FDA considers restrictions as kratom debate grows over safety and regulation.


Anthony Margotta Jr. has spent decades around horses, long days at Monmouth Park, and a life marked by both hard work and hard lessons. Now 63, he carries with him the weight of old injuries and the limits that come with age. For most people, the answer to chronic pain would be prescription pills. For Margotta, who fought his way out of drug and alcohol addiction years ago, that path is closed. He cannot take opioids or risk falling back into old habits. Two years ago, he read about kratom products, used for centuries in Southeast Asia. Curious but cautious, he ordered powdered leaves online and brewed them into tea. A year later, he tried tablets that carried the compound 7-hydroxymitragynine, often shortened to 7-OH. For him, the effect was clear. He said it gave him relief and freedom, the ability to manage pain without prescription drugs. The convenience of ordering online felt like independence after years of relying on a system he wanted no part of.

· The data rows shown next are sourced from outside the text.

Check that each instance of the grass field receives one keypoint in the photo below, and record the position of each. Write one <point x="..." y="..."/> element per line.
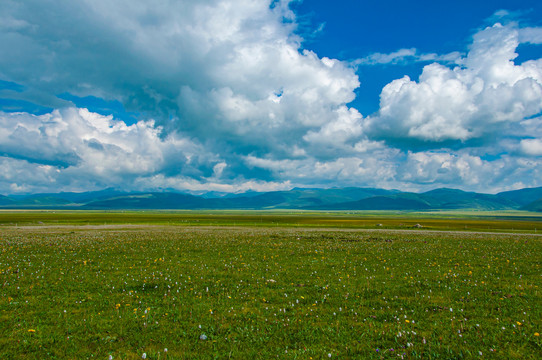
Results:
<point x="278" y="288"/>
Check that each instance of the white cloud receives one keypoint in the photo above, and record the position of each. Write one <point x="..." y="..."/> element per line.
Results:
<point x="406" y="56"/>
<point x="482" y="99"/>
<point x="238" y="104"/>
<point x="531" y="147"/>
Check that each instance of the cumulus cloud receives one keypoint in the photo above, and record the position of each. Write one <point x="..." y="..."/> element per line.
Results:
<point x="77" y="149"/>
<point x="215" y="69"/>
<point x="406" y="56"/>
<point x="484" y="98"/>
<point x="231" y="101"/>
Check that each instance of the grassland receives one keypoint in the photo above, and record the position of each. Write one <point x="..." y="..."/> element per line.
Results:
<point x="287" y="286"/>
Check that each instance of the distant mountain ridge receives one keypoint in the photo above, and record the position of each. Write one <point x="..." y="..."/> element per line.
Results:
<point x="351" y="198"/>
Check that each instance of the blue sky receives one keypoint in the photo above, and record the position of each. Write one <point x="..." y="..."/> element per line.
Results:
<point x="244" y="95"/>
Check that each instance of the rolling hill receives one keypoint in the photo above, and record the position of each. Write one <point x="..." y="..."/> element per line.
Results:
<point x="311" y="199"/>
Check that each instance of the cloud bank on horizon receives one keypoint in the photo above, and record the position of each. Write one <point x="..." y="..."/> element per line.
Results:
<point x="229" y="100"/>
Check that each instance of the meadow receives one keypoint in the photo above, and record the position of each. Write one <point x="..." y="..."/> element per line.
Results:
<point x="160" y="290"/>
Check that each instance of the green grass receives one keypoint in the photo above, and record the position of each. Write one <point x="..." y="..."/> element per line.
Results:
<point x="266" y="292"/>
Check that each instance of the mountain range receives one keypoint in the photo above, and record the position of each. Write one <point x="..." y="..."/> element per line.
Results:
<point x="529" y="199"/>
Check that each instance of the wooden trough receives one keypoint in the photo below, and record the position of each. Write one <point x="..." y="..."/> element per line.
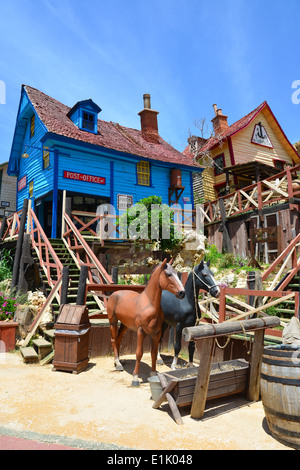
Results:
<point x="196" y="385"/>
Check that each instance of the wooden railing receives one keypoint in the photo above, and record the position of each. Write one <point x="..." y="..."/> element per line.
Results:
<point x="12" y="226"/>
<point x="289" y="254"/>
<point x="230" y="307"/>
<point x="274" y="190"/>
<point x="83" y="255"/>
<point x="48" y="259"/>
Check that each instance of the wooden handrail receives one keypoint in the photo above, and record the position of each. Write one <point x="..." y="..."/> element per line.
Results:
<point x="87" y="249"/>
<point x="44" y="242"/>
<point x="288" y="194"/>
<point x="281" y="257"/>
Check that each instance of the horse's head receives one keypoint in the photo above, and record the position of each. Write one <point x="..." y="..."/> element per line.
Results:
<point x="169" y="280"/>
<point x="204" y="279"/>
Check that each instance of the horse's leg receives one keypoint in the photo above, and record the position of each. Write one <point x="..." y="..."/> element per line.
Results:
<point x="154" y="350"/>
<point x="177" y="345"/>
<point x="191" y="353"/>
<point x="121" y="332"/>
<point x="159" y="359"/>
<point x="114" y="343"/>
<point x="139" y="354"/>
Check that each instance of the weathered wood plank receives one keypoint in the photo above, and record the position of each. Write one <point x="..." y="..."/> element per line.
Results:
<point x="226" y="328"/>
<point x="202" y="382"/>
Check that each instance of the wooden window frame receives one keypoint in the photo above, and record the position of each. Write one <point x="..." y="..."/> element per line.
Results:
<point x="32" y="126"/>
<point x="30" y="189"/>
<point x="218" y="172"/>
<point x="277" y="160"/>
<point x="46" y="158"/>
<point x="87" y="120"/>
<point x="219" y="186"/>
<point x="143" y="173"/>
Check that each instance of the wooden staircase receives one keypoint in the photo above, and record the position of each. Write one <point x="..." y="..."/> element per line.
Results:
<point x="286" y="309"/>
<point x="74" y="274"/>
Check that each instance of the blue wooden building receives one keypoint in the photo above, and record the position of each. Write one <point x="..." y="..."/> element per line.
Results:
<point x="57" y="148"/>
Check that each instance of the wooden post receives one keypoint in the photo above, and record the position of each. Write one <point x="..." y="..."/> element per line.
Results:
<point x="297" y="303"/>
<point x="222" y="306"/>
<point x="114" y="274"/>
<point x="16" y="267"/>
<point x="64" y="286"/>
<point x="63" y="210"/>
<point x="81" y="294"/>
<point x="171" y="400"/>
<point x="25" y="261"/>
<point x="3" y="225"/>
<point x="255" y="366"/>
<point x="227" y="245"/>
<point x="201" y="387"/>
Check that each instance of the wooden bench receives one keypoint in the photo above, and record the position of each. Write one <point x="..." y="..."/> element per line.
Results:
<point x="207" y="333"/>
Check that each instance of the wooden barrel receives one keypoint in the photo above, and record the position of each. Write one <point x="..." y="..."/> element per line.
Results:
<point x="280" y="392"/>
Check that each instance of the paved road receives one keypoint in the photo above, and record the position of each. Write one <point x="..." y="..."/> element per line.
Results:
<point x="17" y="443"/>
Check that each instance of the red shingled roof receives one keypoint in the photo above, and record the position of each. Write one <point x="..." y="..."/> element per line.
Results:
<point x="110" y="135"/>
<point x="229" y="132"/>
<point x="236" y="127"/>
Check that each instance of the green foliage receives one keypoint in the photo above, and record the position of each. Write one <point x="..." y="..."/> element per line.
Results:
<point x="6" y="264"/>
<point x="223" y="261"/>
<point x="8" y="306"/>
<point x="149" y="219"/>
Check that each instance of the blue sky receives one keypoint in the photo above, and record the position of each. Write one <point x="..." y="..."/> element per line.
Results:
<point x="187" y="54"/>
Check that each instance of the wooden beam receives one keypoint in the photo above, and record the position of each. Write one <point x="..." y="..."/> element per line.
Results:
<point x="201" y="387"/>
<point x="193" y="333"/>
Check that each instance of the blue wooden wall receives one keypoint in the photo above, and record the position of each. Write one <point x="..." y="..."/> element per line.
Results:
<point x="118" y="169"/>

But Margotta’s story is only one piece of a much larger debate. Across the country, kratom products have become common in smoke shops, gas stations, and online stores. Gummies, drink mixes, flavored shots, and capsules line shelves. Some buyers see them as natural relief, others as risky experiments. Federal health officials have grown increasingly concerned, not about the traditional plant leaves themselves, but about lab-made versions of 7-OH. These enhanced products, scientists warn, are many times stronger than morphine and are often sold as if they were simply “kratom.”

The Food and Drug Administration has already begun steps to restrict or even ban concentrated 7-OH products, which could move them into the same legal category as heroin and LSD. Officials warn that a new addiction crisis could rise if these unregulated products remain widely available. Robert F. Kennedy Jr., now serving as Secretary of Health and Human Services and drawing from his own past struggles with heroin, said the country cannot afford another wave of addiction tied to a substance that looks harmless at first glance.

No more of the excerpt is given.